Lanci lascia dopo 25 anni: Impavida, la mia famiglia

Volley, capitano e co-proprietario, Andrea diventa dg e giocherà in B a Paglieta «Con il tempo ho realizzato il mio sogno da bambino». Tanti grazie e una stoccata
ORTONA. La decisione - quella di lasciare l’attività agonistica in serie A2 - era presa da tempo. Ma Andrea Lanci, classe 1980, ha avvertito la necessità di mettere nero su bianco il suo stato d’animo. La sua è una bandiera che si ammaina da sola. Di un ortonese che ha speso una carriera nella squadra della sua città. Ha sempre giocato nell’Impavida, un amore talmente viscerale che, tanti anni fa, ha deciso di acquistare la società, d’intesa con il fratello Nunzio (allenatore) e il papà Tommaso (presidente), pur di non lasciarla all’abbandono, abbinando il marchio di famiglia, la Sieco, all’Impavida. Lascia dopo 28 anni - di cui 25 in prima squadra - di attività agonistica, alzatore e capitano. «Lo faccio serenamente», racconta Andrea Lanci, «sicuro di aver dato tutto me stesso e nel contempo soddisfatto del percorso compiuto con questa maglia che per me è diventata una seconda pelle. Ho avuto la fortuna di giocare in quasi tutte le categorie, di aver avuto compagni di squadra che hanno dato tanto a me e alla società». Da pubblico al privato. Andrea Lanci parla della famiglia impegnata nel mondo della pallavolo. «Ringrazio infinitamente mio padre che diciotto anni fa si è preso la responsabilità di far risorgere questa società. Ci è riuscito alla grande portando l’Impavida ad essere una delle venticinque realtà più importanti d’Italia e nello stesso tempo facendo della Sieco, la nostra azienda, un fiore all’occhiello del campo petrolifero. Un grazie a mio fratello (Nunzio, allenatore, ndc) per “avermi sopportato” ma soprattutto per l’impegno che ogni giorno impiega in tutti settori del mondo Impavida. Ringrazio mia madre, silenziosa complice di tutto questo. Ringrazio mia cognata Alessandra, molto attiva in società e i miei nipoti Samu e Dodò che condividono con noi questa grande passione. Ringrazio la mia splendida moglie Nair e, anche se sono ancora piccoli, i miei due figli Maria e Tommaso che con il loro amore mi hanno sempre incoraggiato e supportato, nonostante gli ultimi anni siano stati, per me, veramente tosti».

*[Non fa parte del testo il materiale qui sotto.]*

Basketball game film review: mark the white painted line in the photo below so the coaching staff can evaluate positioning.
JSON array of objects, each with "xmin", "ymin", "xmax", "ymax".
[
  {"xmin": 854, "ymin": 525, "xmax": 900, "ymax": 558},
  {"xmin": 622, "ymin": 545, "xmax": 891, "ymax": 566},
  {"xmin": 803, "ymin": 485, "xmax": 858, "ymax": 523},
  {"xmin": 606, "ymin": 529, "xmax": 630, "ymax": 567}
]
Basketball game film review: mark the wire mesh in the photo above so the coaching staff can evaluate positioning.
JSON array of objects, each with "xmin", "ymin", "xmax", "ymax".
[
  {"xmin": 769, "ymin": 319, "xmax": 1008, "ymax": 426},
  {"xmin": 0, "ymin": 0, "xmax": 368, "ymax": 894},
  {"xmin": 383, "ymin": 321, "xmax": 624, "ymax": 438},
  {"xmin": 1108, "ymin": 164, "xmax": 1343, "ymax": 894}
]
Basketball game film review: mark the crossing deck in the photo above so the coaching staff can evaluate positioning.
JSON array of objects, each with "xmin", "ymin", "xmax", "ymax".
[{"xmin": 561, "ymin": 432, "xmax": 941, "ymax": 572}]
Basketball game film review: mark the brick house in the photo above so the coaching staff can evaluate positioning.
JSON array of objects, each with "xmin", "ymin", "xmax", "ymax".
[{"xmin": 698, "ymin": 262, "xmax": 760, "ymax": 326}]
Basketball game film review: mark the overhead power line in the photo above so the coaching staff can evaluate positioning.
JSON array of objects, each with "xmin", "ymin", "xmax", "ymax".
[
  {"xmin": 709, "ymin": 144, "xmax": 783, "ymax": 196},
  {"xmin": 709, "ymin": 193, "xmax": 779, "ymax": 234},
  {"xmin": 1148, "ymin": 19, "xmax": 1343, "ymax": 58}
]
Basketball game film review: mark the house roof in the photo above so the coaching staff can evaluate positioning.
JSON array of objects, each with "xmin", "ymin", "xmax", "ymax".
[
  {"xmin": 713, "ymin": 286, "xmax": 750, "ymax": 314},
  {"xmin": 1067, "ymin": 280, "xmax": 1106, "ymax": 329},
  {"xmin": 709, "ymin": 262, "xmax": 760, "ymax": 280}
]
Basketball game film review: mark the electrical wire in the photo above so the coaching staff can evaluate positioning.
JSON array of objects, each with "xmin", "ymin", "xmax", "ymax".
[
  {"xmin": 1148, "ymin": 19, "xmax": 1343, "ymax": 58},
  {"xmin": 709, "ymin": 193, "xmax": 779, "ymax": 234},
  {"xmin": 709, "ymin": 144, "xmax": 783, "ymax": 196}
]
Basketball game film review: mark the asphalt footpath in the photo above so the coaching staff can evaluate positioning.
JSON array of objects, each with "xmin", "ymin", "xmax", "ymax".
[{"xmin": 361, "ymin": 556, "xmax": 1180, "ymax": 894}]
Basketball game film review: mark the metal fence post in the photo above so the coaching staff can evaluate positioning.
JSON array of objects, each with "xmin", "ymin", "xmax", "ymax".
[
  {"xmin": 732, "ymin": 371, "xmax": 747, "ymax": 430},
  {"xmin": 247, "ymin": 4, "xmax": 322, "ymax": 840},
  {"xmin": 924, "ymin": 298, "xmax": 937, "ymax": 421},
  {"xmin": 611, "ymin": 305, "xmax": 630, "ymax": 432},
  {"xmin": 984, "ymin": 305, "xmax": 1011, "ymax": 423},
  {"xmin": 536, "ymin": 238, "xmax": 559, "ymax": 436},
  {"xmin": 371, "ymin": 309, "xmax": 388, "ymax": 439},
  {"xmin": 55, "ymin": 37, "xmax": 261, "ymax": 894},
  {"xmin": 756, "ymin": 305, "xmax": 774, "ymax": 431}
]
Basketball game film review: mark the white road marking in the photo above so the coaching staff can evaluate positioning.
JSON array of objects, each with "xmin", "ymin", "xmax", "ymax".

Un pensiero ai tifosi che lo hanno sostenuto. «Semplicemente stupendi. “I Dragoni” in sette anni di serie A2 ci hanno sempre sostenuto, in casa ed in trasferta, nel bene e nel male. Gli “Young Boys” che per parte di questa stagione ci hanno sostenuti con affetto, anche se ora non ci seguono più». Tra tanti ringraziamenti, anche una stoccata. «Grazie anche a quelli che, invece, non vedevano l’ora arrivasse questo momento: mi hanno dato sempre quello stimolo in più per raccogliere il guanto di sfida e andare avanti ancora un po’». Il presente è delineato. «Adesso, comincia per me un nuovo capitolo, in società. Ricoprirò il ruolo di direttore generale». Anche se non smetterà di giocare. «Gli amici di Paglieta mi hanno coinvolto nella loro nuova avventura in serie B». Dulcis in fundo, un pensiero al passato. «Un saluto a chi è stato importante ma purtroppo non c’è più. Lo storico presidente Bellomo, Giuseppe “Peppone” Cagiano, da sempre un mio grandissimo tifoso; ed Enzo Sanvitale, con una grande passione per questo sport ed una forza di volontà incredibile. È stato per me un onore e un orgoglio giocare in serie A da capitano con questa gloriosa maglia, giocare in un palazzetto stracolmo contro grandi squadre e grandi giocatori… Un sogno!».